The 13-hour religious parade snaked its way in the city drawing thousands of religious believers to walk in supplication until the revered black icon of Jesus was returned in the Quiapo Church on Friday, January 9, 2009 in Manila. I read there were 229 people who were injured during the procession. I couldn’t help recall the days when such spoiler incidents almost never happened.
As a kid who grew up in Naga City, the Traslacion, a similar feast honoring the Virgin of Penafrancia, was memorably peaceful. Lately however, like the Quiapo spectacle, the traslacion and fluvial procession in Bicol had been getting flak. People had not been as reverential and behaved as before. In September 2008, a rumble, a stone-throwing incident, and hostage-taking emergency in a bus dampened the fiesta in Naga.

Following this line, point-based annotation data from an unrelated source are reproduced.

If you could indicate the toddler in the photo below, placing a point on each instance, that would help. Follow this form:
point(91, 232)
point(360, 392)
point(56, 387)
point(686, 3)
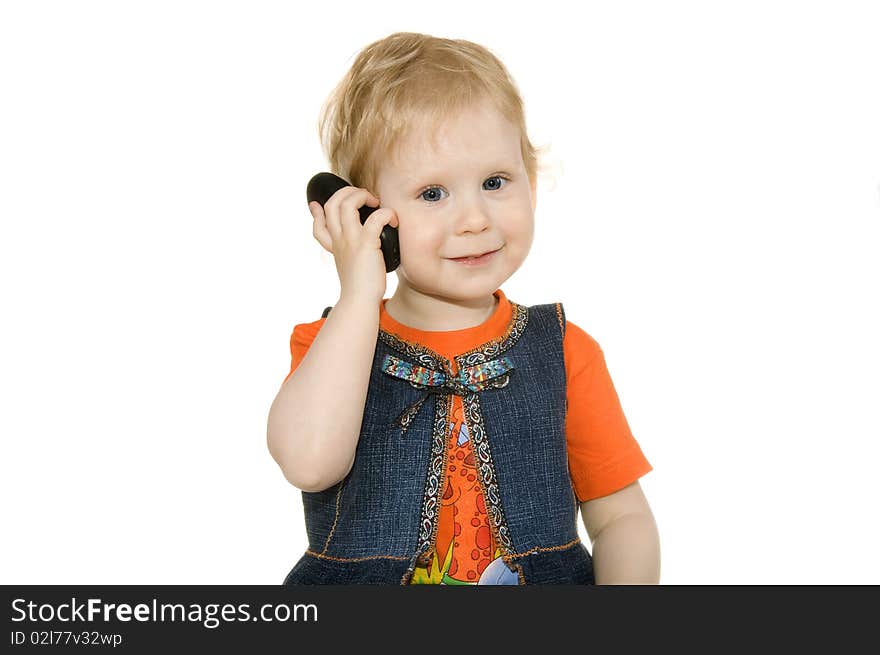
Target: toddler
point(448, 435)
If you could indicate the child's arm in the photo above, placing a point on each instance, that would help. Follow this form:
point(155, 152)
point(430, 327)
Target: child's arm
point(315, 420)
point(626, 545)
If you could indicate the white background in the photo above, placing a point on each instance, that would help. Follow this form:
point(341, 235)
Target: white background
point(710, 218)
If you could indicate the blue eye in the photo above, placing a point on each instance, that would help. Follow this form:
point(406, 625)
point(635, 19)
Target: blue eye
point(435, 189)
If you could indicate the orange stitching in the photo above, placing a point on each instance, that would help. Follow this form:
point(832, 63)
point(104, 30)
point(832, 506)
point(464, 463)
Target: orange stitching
point(353, 559)
point(333, 529)
point(536, 549)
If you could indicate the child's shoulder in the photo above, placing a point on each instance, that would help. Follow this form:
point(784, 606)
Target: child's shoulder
point(305, 333)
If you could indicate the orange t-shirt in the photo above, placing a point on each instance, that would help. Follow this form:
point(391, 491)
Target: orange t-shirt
point(603, 455)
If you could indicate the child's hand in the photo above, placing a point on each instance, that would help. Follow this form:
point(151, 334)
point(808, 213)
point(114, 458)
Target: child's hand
point(355, 247)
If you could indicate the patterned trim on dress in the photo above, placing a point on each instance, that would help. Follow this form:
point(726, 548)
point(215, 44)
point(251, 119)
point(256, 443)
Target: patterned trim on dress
point(428, 524)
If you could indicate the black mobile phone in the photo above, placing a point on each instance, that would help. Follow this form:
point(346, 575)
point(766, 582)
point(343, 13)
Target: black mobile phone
point(323, 185)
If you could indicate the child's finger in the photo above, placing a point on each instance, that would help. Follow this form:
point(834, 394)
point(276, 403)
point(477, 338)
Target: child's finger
point(319, 226)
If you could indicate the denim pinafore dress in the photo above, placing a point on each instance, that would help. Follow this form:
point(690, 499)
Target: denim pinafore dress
point(378, 523)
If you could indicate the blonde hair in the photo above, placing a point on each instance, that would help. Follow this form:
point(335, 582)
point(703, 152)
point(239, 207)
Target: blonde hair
point(408, 81)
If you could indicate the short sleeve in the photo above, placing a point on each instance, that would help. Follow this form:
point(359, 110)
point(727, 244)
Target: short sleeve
point(300, 339)
point(603, 455)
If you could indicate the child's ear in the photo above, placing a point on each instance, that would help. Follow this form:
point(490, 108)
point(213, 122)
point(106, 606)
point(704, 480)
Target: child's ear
point(533, 183)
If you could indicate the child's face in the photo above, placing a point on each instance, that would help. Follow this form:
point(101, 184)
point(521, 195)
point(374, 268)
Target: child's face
point(453, 201)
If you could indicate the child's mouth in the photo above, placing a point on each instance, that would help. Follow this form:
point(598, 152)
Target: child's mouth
point(476, 261)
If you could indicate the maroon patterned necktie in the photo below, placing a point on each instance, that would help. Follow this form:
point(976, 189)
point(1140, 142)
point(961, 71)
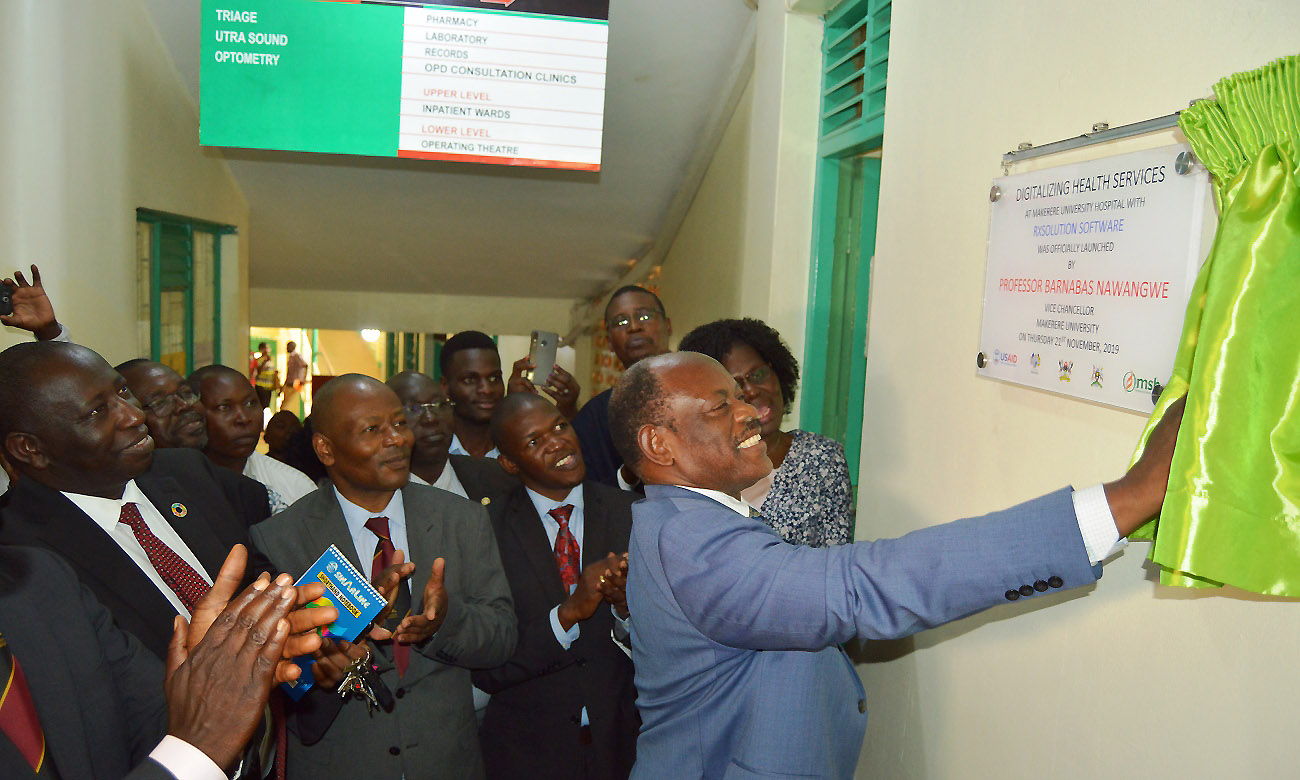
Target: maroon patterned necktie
point(18, 720)
point(567, 555)
point(178, 575)
point(382, 559)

Rarely were there scuffles and tramplings that put our limbs at risk in the crowd. That was in the past. Had a melee occured, our parents would have disallowed us into coming close to religious gatherings. We would have stayed at home to pay our private homage to God, in lieu of taking part in a dangerous holiday celebration.
But times have changed. The annual feast of the Black Nazarene in Quiapo has grown so big—almost unmanageable. The faith-based observance have lost part of its sanctity as people of plural intentions join. In spite of the Catholic clergy’s attempt to make the plebeian celebration a simple pious expression of faith, unintended incidents do happen. The open folk tradition of worship and contrition which borders to idolatry (as critics warned) has been marred by melee in a huge crowd with poor control.

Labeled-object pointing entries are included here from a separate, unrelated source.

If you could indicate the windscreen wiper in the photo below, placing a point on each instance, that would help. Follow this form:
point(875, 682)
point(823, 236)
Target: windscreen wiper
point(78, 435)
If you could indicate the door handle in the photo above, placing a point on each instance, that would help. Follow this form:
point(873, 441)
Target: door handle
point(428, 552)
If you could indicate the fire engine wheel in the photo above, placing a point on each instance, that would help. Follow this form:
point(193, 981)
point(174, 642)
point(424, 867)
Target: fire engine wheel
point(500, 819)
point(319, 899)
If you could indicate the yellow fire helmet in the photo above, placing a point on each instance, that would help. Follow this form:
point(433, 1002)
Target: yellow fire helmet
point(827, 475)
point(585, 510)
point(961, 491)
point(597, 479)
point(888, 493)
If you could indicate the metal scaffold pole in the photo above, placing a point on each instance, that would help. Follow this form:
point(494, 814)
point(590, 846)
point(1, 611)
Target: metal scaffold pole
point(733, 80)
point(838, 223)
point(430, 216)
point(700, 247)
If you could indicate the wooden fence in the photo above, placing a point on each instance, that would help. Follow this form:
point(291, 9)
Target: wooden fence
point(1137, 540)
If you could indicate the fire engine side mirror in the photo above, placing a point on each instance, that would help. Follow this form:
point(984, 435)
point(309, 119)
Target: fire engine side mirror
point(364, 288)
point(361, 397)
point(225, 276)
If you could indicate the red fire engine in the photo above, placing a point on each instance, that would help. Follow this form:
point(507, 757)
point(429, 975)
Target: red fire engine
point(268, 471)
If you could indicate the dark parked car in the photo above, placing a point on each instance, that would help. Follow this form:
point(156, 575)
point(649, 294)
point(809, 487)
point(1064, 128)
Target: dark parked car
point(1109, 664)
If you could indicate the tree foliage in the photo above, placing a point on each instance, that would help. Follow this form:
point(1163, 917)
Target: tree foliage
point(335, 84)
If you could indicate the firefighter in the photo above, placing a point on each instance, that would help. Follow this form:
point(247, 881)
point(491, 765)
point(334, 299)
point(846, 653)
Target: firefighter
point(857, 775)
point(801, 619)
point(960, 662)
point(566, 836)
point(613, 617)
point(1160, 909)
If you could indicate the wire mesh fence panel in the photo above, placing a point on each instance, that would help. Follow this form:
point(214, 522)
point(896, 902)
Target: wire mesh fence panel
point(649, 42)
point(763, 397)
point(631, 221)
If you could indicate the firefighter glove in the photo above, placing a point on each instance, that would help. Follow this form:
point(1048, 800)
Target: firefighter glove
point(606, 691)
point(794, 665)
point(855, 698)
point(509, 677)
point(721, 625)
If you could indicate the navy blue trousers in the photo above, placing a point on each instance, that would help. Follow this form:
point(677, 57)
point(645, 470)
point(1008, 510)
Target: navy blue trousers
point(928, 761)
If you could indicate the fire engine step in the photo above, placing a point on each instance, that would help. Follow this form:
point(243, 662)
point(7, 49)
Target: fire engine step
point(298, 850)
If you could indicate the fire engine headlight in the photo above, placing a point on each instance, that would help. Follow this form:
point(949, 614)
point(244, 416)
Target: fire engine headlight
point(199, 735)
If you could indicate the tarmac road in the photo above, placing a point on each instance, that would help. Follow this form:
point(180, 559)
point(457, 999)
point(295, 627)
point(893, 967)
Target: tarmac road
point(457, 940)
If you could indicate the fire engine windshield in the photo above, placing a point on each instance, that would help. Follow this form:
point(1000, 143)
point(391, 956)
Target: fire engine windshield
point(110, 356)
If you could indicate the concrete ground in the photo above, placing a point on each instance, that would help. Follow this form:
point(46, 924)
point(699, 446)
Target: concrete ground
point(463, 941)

People suffering from hypertensive spells and fainting due to excessive heat are getting more common. Difficulty of breathing from asthma has been reported in a number of weary processionistas. Contusions and abrasions caused by pushing and bare-foot walking have brought people rushing to hospital emergency rooms for treatment. The Philippine National Red Cross (PNRC) reports of at least 23 people suspected to have suffered a heart attack. Surely, these are distractions which can be avoided. We need to act smart to prevent a full-blown mayhem.
Before the next Black Nazarene procession turns into a wholesale failure of crowd control— as hideous as the Wowowee stampede in February 2006, those who organize these events must devise a better plan. The Catholic clergy needs to modify the observance of the tradition. Nearly a thousand police officers and 300 PNRC volunteers are not enough to cope with the needs of the tight crowd.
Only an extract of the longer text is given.